What scared away all but one of the potential bidders in RealD? That’s still unclear, although a new SEC filing from the 3D technology company cites others’ concerns about “perceived risks around consumer appetite for 3D films,” as well as fears that theaters might not renew their deals to license RealD technology.
Early this month RealD wrapped up a hunt for a buyer, which began in February, by accepting Rizvi Traverse Management’s offer of $551 million, including assumption of debt.
A preliminary proxy ahead of a shareholder vote on the deal says that 71 companies expressed an interest after February. Of that group, 36 signed non-disclosure agreements to receive confidential financial information. By mid-April just one strategic buyer and four financial ones submitted non-binding initial indications of interest in buying RealD.
Over the summer all but Rizvi backed away.
B. Riley analyst Eric Wold says it appears that most of the bidders were scared off by something they learned “that was not available to those outside the company.”
That might have included a fear that the three biggest theater chains might not renew their contracts, or demand big concessions, in 2018. Wold says he “would not be surprised if that played a role in potential buyers’ decisions to drop out of the process.”
He was struck that activist investor Jeffrey Smith’s Starboard Value declined to participate in the auction after making a non-binding offer of $12 a share in October 2014. Now, a sale to Rizvi “should prove to be the closure of this story.”
RealD CEO Michael Lewis, who controls about 12.5% of its shares, has agreed to rollover his shares to Rizvi. He’ll become a member of its board of managers, and one of its officers. The new gig guarantees an annual base salary of $1 million, a target bonus of 120% of base salary, and an opportunity to participate in an equity compensation plan.
He also stands to benefit from a $7.6 million so-called golden parachute since, under the terms of the deal, RealD execs “will be terminated by the Company without ’cause'” when the merger takes place.
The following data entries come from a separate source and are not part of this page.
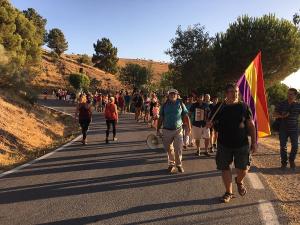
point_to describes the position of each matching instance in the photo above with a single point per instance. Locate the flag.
(252, 89)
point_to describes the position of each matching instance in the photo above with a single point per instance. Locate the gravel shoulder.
(285, 184)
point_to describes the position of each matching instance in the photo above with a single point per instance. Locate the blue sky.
(143, 28)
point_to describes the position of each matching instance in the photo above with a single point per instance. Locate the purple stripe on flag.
(245, 91)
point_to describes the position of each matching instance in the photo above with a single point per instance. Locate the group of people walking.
(227, 127)
(232, 123)
(84, 111)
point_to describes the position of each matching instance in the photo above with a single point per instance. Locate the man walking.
(172, 115)
(234, 122)
(199, 112)
(288, 113)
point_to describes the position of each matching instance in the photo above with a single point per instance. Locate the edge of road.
(267, 210)
(3, 174)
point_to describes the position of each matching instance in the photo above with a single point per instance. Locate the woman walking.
(84, 115)
(112, 117)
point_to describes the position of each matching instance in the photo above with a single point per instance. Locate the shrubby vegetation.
(135, 76)
(84, 59)
(105, 57)
(205, 62)
(22, 46)
(56, 41)
(79, 81)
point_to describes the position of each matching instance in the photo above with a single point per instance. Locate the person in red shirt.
(121, 102)
(112, 117)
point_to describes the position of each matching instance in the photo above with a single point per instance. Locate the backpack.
(110, 112)
(221, 107)
(84, 113)
(181, 106)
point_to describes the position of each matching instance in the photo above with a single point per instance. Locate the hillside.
(157, 67)
(55, 74)
(28, 131)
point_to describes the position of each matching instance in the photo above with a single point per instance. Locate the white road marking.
(267, 213)
(255, 181)
(38, 159)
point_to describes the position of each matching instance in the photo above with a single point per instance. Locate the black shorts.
(240, 156)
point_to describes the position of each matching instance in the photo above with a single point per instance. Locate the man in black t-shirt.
(234, 122)
(138, 103)
(288, 112)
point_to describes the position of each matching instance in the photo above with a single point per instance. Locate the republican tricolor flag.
(252, 89)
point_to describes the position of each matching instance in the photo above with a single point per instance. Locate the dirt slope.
(55, 75)
(28, 131)
(157, 67)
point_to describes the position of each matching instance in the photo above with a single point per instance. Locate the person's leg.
(82, 130)
(206, 135)
(241, 174)
(294, 150)
(113, 122)
(283, 138)
(168, 146)
(215, 138)
(178, 144)
(227, 180)
(224, 158)
(197, 135)
(242, 161)
(107, 129)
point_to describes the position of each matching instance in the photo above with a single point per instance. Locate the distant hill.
(52, 77)
(158, 67)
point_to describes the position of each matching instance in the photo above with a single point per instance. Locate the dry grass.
(157, 67)
(285, 184)
(51, 77)
(28, 131)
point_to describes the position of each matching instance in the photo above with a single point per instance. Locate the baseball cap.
(172, 90)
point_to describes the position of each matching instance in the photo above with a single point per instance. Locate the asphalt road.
(124, 182)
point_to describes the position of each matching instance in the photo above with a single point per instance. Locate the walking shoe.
(241, 188)
(180, 169)
(227, 197)
(171, 169)
(283, 166)
(207, 154)
(293, 165)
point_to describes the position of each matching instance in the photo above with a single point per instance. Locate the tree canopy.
(134, 75)
(21, 45)
(56, 41)
(200, 61)
(39, 22)
(79, 81)
(105, 56)
(192, 58)
(277, 39)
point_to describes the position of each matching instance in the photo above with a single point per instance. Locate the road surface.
(124, 182)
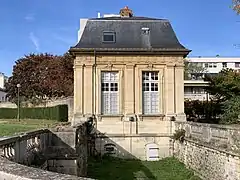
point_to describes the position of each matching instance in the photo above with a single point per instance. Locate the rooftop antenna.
(99, 15)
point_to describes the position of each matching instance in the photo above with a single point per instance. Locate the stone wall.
(131, 139)
(134, 146)
(11, 171)
(211, 150)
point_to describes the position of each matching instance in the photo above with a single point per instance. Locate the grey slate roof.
(129, 34)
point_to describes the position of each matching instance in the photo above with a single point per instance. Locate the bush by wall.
(59, 113)
(203, 111)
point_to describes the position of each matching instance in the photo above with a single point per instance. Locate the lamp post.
(18, 87)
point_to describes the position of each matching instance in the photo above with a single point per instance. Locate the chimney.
(126, 12)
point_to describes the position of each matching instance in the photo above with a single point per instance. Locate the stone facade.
(87, 95)
(144, 129)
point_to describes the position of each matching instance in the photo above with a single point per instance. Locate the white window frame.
(150, 92)
(109, 92)
(210, 65)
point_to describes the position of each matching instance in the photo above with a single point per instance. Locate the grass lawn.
(11, 127)
(118, 169)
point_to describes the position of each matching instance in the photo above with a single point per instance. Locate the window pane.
(145, 75)
(154, 86)
(105, 87)
(150, 93)
(154, 75)
(105, 103)
(114, 86)
(110, 94)
(114, 103)
(145, 86)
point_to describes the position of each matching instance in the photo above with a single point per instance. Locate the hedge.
(59, 113)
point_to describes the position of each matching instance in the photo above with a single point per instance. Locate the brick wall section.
(211, 150)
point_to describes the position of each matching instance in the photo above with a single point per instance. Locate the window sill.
(110, 115)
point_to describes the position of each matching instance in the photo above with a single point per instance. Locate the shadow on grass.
(109, 168)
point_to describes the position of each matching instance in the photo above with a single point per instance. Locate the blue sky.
(206, 27)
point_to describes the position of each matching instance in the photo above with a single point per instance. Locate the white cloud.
(29, 18)
(34, 40)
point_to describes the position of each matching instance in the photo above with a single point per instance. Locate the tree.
(231, 110)
(42, 76)
(195, 69)
(225, 85)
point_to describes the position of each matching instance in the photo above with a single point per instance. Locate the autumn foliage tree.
(42, 77)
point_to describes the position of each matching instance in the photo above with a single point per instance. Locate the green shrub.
(231, 111)
(59, 113)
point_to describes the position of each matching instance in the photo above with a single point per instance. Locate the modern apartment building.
(194, 86)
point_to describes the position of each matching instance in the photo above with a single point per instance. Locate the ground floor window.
(150, 85)
(110, 93)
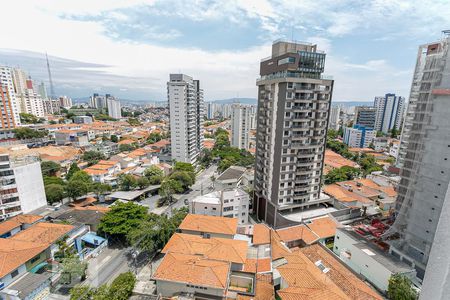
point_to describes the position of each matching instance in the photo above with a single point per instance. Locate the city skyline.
(118, 44)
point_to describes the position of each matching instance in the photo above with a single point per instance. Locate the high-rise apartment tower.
(425, 154)
(186, 115)
(292, 117)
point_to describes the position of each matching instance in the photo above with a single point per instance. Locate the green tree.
(188, 168)
(400, 288)
(122, 287)
(81, 176)
(22, 133)
(332, 134)
(72, 170)
(154, 137)
(134, 122)
(342, 174)
(182, 166)
(127, 182)
(168, 188)
(126, 147)
(76, 188)
(73, 267)
(53, 180)
(183, 177)
(394, 132)
(100, 188)
(50, 168)
(81, 292)
(154, 174)
(122, 218)
(54, 193)
(93, 157)
(102, 293)
(154, 233)
(142, 182)
(28, 118)
(114, 138)
(79, 184)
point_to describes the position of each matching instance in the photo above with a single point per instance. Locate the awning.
(38, 267)
(92, 239)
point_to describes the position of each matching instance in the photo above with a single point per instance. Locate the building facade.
(358, 136)
(242, 121)
(186, 115)
(425, 159)
(231, 203)
(389, 112)
(22, 186)
(293, 105)
(335, 112)
(65, 102)
(114, 109)
(6, 80)
(365, 116)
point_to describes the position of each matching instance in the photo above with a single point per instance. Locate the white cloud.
(224, 73)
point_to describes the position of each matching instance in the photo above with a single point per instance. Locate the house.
(29, 286)
(18, 257)
(297, 236)
(206, 266)
(17, 223)
(46, 233)
(77, 138)
(104, 171)
(186, 273)
(209, 226)
(230, 178)
(312, 273)
(369, 260)
(231, 203)
(334, 160)
(234, 251)
(125, 160)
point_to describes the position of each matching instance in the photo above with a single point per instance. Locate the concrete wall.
(219, 235)
(30, 186)
(360, 262)
(170, 288)
(8, 279)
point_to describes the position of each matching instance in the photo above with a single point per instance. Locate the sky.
(129, 47)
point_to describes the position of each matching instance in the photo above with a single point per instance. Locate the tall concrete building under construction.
(424, 156)
(293, 107)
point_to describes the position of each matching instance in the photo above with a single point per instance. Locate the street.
(106, 267)
(203, 185)
(202, 182)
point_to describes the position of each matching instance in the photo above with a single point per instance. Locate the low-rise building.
(77, 138)
(82, 120)
(22, 187)
(104, 171)
(334, 160)
(231, 203)
(230, 178)
(358, 136)
(209, 226)
(369, 260)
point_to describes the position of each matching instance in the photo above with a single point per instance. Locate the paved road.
(203, 184)
(106, 267)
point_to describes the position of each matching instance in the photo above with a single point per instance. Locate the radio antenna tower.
(52, 90)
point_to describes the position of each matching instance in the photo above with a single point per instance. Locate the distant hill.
(236, 100)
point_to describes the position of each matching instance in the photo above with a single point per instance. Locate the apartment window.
(14, 273)
(35, 259)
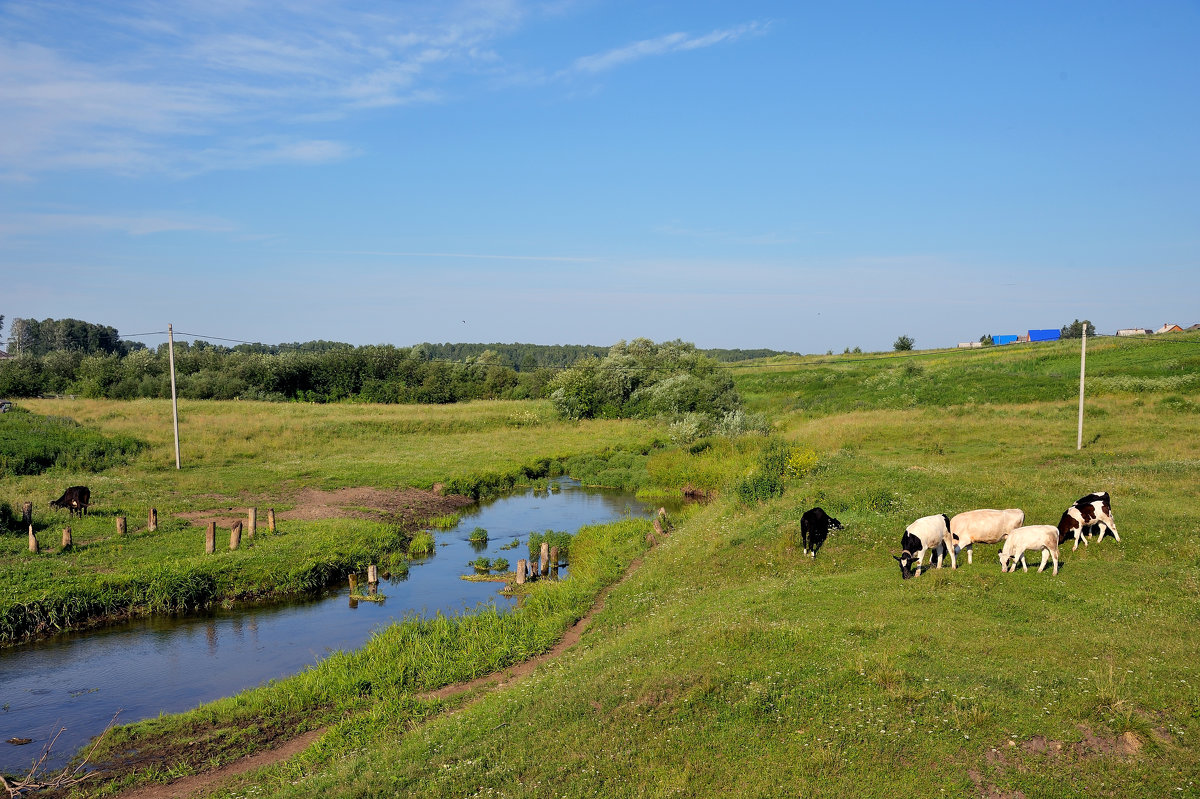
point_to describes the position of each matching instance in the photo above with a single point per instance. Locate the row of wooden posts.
(547, 563)
(210, 538)
(27, 515)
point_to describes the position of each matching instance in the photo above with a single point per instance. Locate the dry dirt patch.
(405, 506)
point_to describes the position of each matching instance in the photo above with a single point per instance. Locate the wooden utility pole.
(174, 401)
(1083, 364)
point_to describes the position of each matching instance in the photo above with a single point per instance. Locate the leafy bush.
(552, 539)
(645, 379)
(421, 545)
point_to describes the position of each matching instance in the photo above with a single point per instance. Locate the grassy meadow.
(237, 455)
(729, 662)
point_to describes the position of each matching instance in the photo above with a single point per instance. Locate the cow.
(75, 499)
(930, 533)
(984, 526)
(815, 527)
(1093, 510)
(1035, 536)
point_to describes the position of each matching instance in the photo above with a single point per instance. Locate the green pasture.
(731, 664)
(238, 455)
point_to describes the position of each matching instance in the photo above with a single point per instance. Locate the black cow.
(75, 499)
(1093, 510)
(815, 527)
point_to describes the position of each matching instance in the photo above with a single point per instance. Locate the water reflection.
(169, 665)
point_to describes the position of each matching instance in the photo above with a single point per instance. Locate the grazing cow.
(1035, 536)
(75, 499)
(984, 526)
(815, 527)
(1093, 510)
(930, 533)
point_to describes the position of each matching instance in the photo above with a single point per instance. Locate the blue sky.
(795, 175)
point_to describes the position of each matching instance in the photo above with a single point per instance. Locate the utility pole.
(1083, 362)
(174, 401)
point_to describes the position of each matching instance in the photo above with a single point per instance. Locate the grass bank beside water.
(731, 664)
(373, 690)
(241, 454)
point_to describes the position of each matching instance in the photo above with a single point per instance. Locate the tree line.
(69, 356)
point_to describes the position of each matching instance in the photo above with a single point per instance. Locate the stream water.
(77, 682)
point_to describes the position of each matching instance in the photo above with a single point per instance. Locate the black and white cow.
(930, 533)
(1093, 510)
(75, 499)
(815, 527)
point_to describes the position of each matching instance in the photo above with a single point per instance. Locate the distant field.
(729, 662)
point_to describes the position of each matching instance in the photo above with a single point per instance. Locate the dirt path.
(209, 780)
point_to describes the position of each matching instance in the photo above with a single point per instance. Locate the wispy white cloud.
(677, 42)
(199, 85)
(40, 224)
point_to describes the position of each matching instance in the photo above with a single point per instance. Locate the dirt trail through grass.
(207, 781)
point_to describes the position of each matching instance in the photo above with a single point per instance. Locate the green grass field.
(730, 664)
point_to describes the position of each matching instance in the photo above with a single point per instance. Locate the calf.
(75, 499)
(1093, 510)
(1035, 536)
(930, 533)
(983, 526)
(815, 527)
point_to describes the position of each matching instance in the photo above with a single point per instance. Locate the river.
(77, 682)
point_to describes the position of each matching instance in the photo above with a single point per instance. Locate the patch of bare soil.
(405, 506)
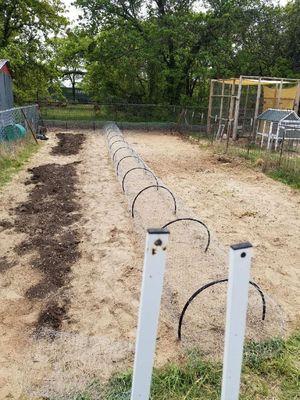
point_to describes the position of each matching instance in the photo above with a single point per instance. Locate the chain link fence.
(282, 163)
(140, 116)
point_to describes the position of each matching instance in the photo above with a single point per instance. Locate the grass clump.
(13, 158)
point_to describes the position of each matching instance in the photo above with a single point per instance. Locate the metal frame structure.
(234, 104)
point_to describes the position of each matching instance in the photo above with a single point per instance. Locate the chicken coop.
(236, 103)
(275, 126)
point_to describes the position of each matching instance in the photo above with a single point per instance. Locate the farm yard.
(149, 200)
(71, 264)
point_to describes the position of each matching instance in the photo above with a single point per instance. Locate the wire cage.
(235, 104)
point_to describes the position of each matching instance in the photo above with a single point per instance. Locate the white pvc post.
(237, 302)
(152, 284)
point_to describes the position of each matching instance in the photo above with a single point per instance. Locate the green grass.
(14, 158)
(270, 371)
(286, 170)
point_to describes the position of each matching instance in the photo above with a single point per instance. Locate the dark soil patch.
(69, 144)
(46, 218)
(4, 224)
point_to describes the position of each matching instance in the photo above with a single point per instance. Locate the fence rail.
(283, 163)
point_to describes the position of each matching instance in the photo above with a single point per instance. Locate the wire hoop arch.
(148, 187)
(120, 148)
(264, 308)
(135, 168)
(123, 158)
(115, 135)
(194, 220)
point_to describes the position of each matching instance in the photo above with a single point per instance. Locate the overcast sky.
(72, 12)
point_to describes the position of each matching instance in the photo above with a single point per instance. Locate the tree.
(70, 57)
(166, 50)
(25, 28)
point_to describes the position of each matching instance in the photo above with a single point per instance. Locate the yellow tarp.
(286, 101)
(253, 82)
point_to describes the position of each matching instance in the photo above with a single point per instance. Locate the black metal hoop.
(148, 187)
(195, 220)
(132, 169)
(119, 140)
(120, 148)
(264, 308)
(123, 158)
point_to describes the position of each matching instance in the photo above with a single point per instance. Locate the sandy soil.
(98, 337)
(238, 204)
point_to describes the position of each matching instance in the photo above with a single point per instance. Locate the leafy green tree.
(166, 50)
(25, 28)
(70, 53)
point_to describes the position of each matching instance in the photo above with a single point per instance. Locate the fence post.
(237, 302)
(152, 284)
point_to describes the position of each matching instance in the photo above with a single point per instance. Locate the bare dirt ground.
(238, 204)
(96, 333)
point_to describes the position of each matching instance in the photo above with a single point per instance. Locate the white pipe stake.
(152, 285)
(237, 302)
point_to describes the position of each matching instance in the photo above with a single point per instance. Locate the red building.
(6, 92)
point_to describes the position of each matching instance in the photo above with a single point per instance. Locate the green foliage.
(270, 370)
(12, 160)
(25, 27)
(166, 51)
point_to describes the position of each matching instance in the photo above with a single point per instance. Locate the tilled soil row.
(46, 218)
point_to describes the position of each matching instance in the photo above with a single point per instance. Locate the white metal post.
(152, 284)
(237, 302)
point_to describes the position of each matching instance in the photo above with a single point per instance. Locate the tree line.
(132, 51)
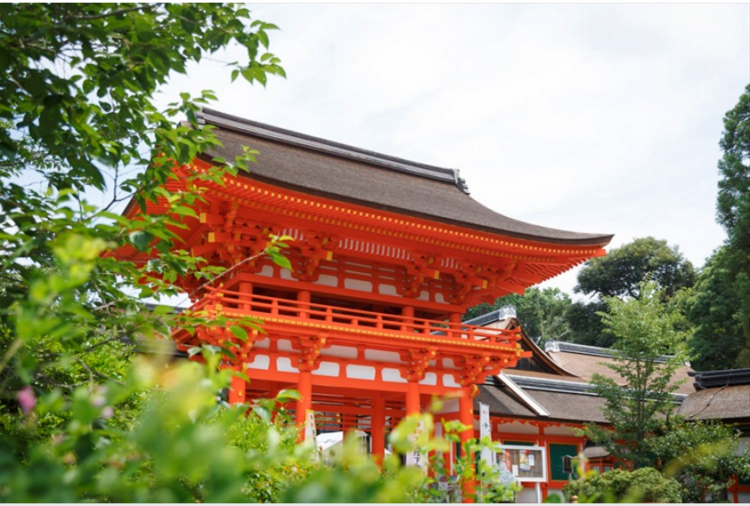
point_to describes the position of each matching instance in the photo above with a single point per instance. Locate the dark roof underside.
(339, 172)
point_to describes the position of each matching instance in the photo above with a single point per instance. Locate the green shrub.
(642, 485)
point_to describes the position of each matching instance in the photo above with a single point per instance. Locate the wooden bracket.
(418, 271)
(418, 361)
(309, 347)
(316, 248)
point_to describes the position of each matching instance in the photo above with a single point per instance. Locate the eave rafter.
(234, 226)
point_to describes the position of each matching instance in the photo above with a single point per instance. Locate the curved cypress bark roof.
(340, 172)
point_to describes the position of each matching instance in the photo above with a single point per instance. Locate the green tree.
(77, 113)
(645, 330)
(621, 272)
(77, 110)
(717, 341)
(541, 312)
(733, 208)
(703, 457)
(585, 323)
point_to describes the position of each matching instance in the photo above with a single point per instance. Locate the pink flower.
(26, 399)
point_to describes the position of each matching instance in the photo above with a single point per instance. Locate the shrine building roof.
(348, 174)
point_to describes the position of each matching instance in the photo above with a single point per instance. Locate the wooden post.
(455, 321)
(303, 296)
(408, 313)
(377, 436)
(246, 293)
(412, 398)
(466, 417)
(304, 387)
(237, 390)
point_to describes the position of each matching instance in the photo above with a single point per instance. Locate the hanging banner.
(416, 457)
(310, 429)
(485, 429)
(311, 433)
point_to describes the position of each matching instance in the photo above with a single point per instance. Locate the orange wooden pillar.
(237, 389)
(246, 290)
(304, 384)
(377, 437)
(304, 403)
(412, 399)
(466, 417)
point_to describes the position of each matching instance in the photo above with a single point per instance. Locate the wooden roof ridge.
(508, 314)
(585, 349)
(343, 173)
(274, 133)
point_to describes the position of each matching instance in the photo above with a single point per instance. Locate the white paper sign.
(485, 429)
(416, 457)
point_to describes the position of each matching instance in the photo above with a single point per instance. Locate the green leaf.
(239, 332)
(280, 260)
(141, 239)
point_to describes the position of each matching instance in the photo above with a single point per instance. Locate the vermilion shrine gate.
(388, 255)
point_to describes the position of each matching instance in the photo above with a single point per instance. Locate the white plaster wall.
(267, 270)
(260, 362)
(559, 431)
(360, 372)
(383, 356)
(358, 284)
(392, 375)
(387, 290)
(518, 428)
(527, 495)
(449, 381)
(450, 406)
(327, 369)
(327, 280)
(430, 378)
(340, 351)
(284, 364)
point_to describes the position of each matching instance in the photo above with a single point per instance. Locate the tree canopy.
(645, 332)
(733, 208)
(621, 272)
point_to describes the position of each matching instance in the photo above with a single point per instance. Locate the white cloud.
(601, 118)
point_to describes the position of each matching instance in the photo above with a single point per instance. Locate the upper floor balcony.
(281, 317)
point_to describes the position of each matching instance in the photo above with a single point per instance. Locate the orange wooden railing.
(218, 300)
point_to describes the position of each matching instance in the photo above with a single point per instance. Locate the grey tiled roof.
(332, 170)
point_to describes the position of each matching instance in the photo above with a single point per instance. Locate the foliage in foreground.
(704, 457)
(642, 485)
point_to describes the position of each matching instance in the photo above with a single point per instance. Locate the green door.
(556, 454)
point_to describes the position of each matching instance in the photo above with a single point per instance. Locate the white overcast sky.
(593, 118)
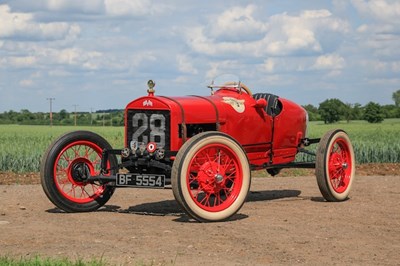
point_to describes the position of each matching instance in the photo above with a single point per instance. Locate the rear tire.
(211, 177)
(69, 160)
(335, 165)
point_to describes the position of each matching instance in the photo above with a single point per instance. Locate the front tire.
(66, 165)
(335, 165)
(211, 177)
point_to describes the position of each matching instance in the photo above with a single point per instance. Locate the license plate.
(141, 180)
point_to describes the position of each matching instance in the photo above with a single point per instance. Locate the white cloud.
(331, 61)
(238, 24)
(17, 62)
(22, 26)
(185, 65)
(26, 83)
(269, 65)
(131, 7)
(387, 11)
(284, 35)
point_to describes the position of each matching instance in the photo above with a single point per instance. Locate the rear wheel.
(68, 163)
(211, 177)
(335, 165)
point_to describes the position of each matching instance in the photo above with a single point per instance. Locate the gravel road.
(284, 221)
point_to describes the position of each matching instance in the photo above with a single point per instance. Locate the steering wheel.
(242, 86)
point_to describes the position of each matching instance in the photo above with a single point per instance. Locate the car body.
(205, 147)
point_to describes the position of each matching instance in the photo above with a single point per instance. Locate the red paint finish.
(340, 165)
(264, 138)
(215, 177)
(76, 154)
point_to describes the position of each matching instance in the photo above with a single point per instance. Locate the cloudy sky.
(99, 54)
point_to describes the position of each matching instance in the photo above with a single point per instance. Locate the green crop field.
(21, 147)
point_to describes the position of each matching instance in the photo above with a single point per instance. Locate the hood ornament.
(151, 86)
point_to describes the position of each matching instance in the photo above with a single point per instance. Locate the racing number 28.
(142, 124)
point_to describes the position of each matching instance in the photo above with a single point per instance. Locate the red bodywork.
(267, 139)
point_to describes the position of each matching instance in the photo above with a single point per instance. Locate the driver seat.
(274, 106)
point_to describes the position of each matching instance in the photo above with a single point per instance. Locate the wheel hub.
(211, 177)
(80, 172)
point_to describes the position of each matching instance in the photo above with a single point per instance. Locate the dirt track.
(285, 221)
Lewis’ take consists of $3.9 million in cash, $3.6 million in equity (mostly unvested stock options and awards), and $12,913 in benefits — primarily 18 months of COBRA health coverage.
The buyers also agreed to offer him a $6 million revolving loan.
At the meeting to endorse the deal, shareholders will be able to provide a non-binding advisory vote on the compensation for Lewis and other top executives.